If two dice are thrown then, total number of possible outcomes, $S=6 \times 6=36$ which are as follows
$A=$ Getting an even number on the first die
$=\{(2,1),(2,2),(2,3),(2,4),(2,5),(2,6),(4,1)$,
$(4,2),(4,3),(4,4),(4,5),(4,6),(6,1),(6,2)$,
$(6,3),(6,4),(6,5),(6,6\}$
$B=$ Getting an odd number on the first die
$=\{(1,1),(1,2),(1,3),(1,4),(1,5),(1,6),(3,1)$,
$(3,2),(3,3),(3,4),(3,5),(3,6),(5,1),(5,2)$.

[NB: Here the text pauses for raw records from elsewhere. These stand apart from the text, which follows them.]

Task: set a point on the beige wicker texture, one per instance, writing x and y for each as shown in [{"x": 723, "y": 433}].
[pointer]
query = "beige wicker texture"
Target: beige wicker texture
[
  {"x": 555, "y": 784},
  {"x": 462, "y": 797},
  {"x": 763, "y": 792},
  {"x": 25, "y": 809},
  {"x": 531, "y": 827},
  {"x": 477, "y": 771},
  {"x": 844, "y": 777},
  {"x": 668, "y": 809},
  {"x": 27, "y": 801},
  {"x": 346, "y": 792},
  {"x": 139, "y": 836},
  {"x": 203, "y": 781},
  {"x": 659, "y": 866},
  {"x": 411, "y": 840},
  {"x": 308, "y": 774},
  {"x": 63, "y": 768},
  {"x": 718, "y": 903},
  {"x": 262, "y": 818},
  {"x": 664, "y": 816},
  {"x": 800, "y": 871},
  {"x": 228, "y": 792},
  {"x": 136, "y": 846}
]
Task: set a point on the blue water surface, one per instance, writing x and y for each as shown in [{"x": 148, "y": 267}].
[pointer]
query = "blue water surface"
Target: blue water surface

$(5,3),(5,4),(5,5),(5,6)\}$
$C=\{(1,1),(1,2),(1,3),(1,4),(2,1),(2,2),(2,3)$,
$(3,1),(3,2),(4,1)\}$
(i) $A^{\prime}=$ Which are not in $A=B$ (if $A$ is an event getting an even number on the first die, so $A^{\prime}$ will be the event getting an odd number on the first die i.e., $B$ )
(ii) not $B=B^{\prime}=$ which are not in $B=A$ ( $B$ is an event getting an odd number on the first, so $B^{\prime}$ will be the event getting an even number on the first die i.e., $A$ )
(iii) $A$ or $B=A \cup B$
$A \cup B$ includes all elements of $A$ and $B$ i.e., it will includes both the events $A$ and $B$ i.e., event having an even number on the first die and event having odd number on the first die i.e., $A \cup B$ will include all possible event i.e., $S$ (sample space)
$\therefore A \cup B=S$
(iv) $A$ and $B=A \cap B$ i.e., elements which are common in both $A$ and $B$. There is no element common in $A$ and $B$.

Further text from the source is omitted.